Майер развел руками. Шелленберг некоторое время думал, потом сказал:

– Вот что, Норберт, немедленно поезжайте на Принц-Альбрехт-штрассе и посмотрите, в каком он состоянии, что говорит и говорит ли вообще. И если в этом еще есть смысл, заберите его к нам. Разрешение с факсимильной подписью рейхсфюрера возьмёте у Фрица. Если возникнут вопросы, звоните.

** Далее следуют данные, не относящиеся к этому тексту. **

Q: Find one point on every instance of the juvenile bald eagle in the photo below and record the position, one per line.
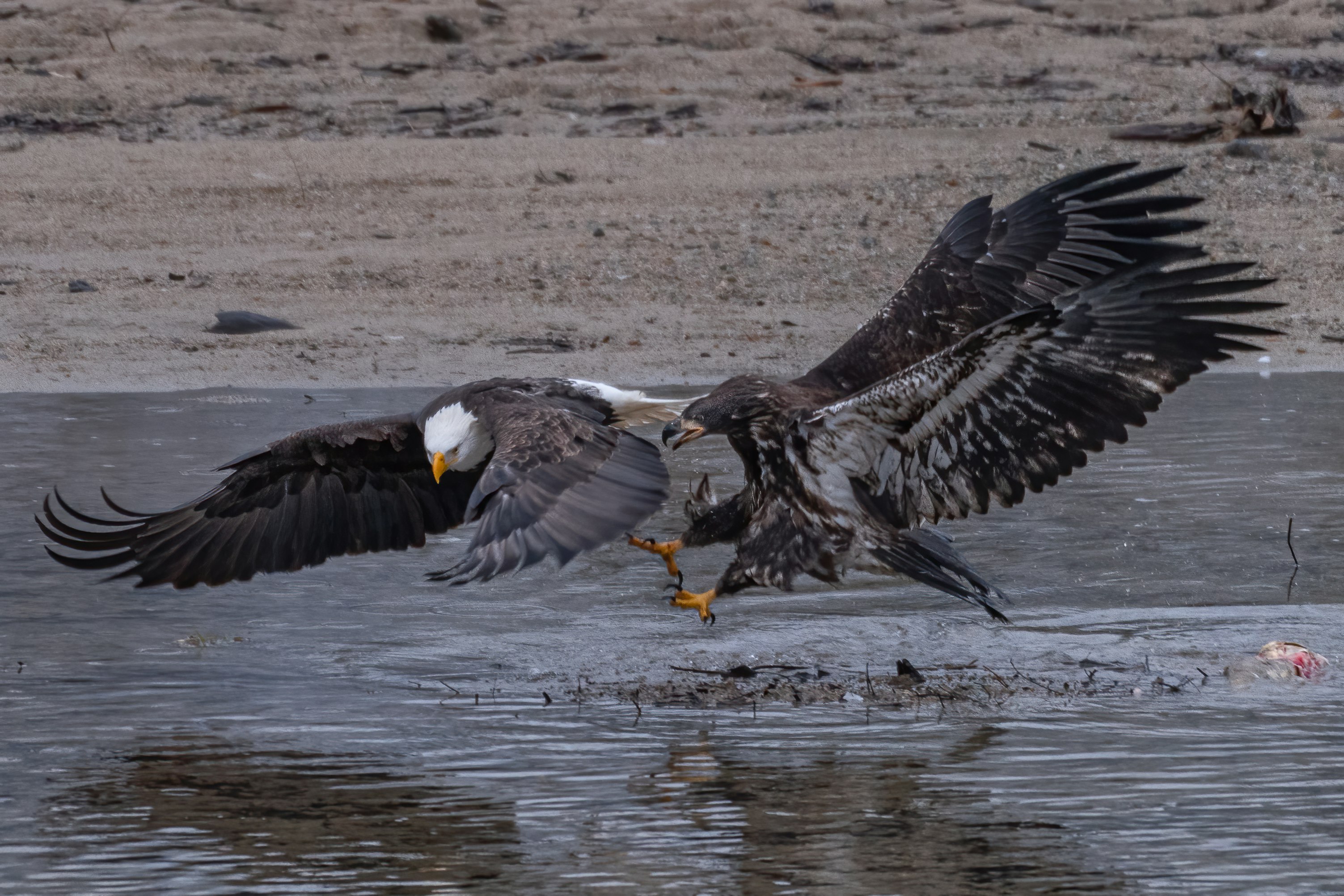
(541, 463)
(1025, 339)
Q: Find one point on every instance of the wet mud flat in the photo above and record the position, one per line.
(354, 730)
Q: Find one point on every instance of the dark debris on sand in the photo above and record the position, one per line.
(902, 688)
(241, 323)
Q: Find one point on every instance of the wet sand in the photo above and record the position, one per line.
(694, 203)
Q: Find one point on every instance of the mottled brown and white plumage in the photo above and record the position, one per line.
(541, 464)
(1025, 339)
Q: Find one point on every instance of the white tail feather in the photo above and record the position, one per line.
(631, 407)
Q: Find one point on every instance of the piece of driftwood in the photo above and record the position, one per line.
(241, 323)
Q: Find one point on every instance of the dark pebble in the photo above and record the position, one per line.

Майер поднялся, но Шелленберг удержал его:

– Вы должны понимать, Норберт, нам срочно необходим новый, но уже действующий канал связи с Лондоном, которому безоговорочно верят англичане, а еще лучше, если и американцы. Вот под этим ракурсом и рассматривайте все ваши действия.

Москва, НКВД СССР,

20–22 мая

Хромовые сапоги наркома госбезопасности Меркулова тихо поскрипывали, когда во время совещания он, подобно Сталину, прохаживался вдоль стола за спинами подчиненных, и этот унылый, назойливый звук раздражал Ванина, мешал сосредоточиться. Вот уже сорок минут он и недавно назначенный начальник отделения научно-технической разведки Костин излагали наркому свои соображения по поводу донесений, полученных из источников, близких к разработке уранового оружия в Германии, Великобритании и США. Страна на пределе сил и возможностей готовилась к решающей битве с вермахтом на курско-орловском рубеже, и в этом тяжелом контексте задачей Ванина было, опираясь на показания закордонной агентуры, донести до высшего руководства острую озабоченность по поводу прорывных достижений немцев (но в не меньшей степени и американцев) в создании нового типа оружия массового уничтожения.

– Таким образом, сопоставив полученные за последний месяц донесения из Берлина, Вашингтона и Берна, проанализировав их в совокупности, с привлечением имеющихся наработок наших физиков, мы делаем вывод… – Ванин запнулся, собираясь с мыслями. Бросив взгляд на застывшего, как изваяние, Костина, он продолжил: – У нас есть весомые основания считать, что развитие урановой программы в Германии вошло в экстремальную фазу. Немцы могут получить оружие огромной разрушительной силы в самом ближайшем будущем.

Меркулов вернулся к столу и сел в кресло, откинул назад длинную челку, раскурил оставленную в пепельнице папиросу.

– Все это очень не вовремя, – сказал он. – Вот вы говорите, доклад… Гиммлер передал доклад. А что в этом докладе? Может, обычная сводка новостей из института Вильгельма.

– Обстоятельства указывают, что доклад содержит нечто большее.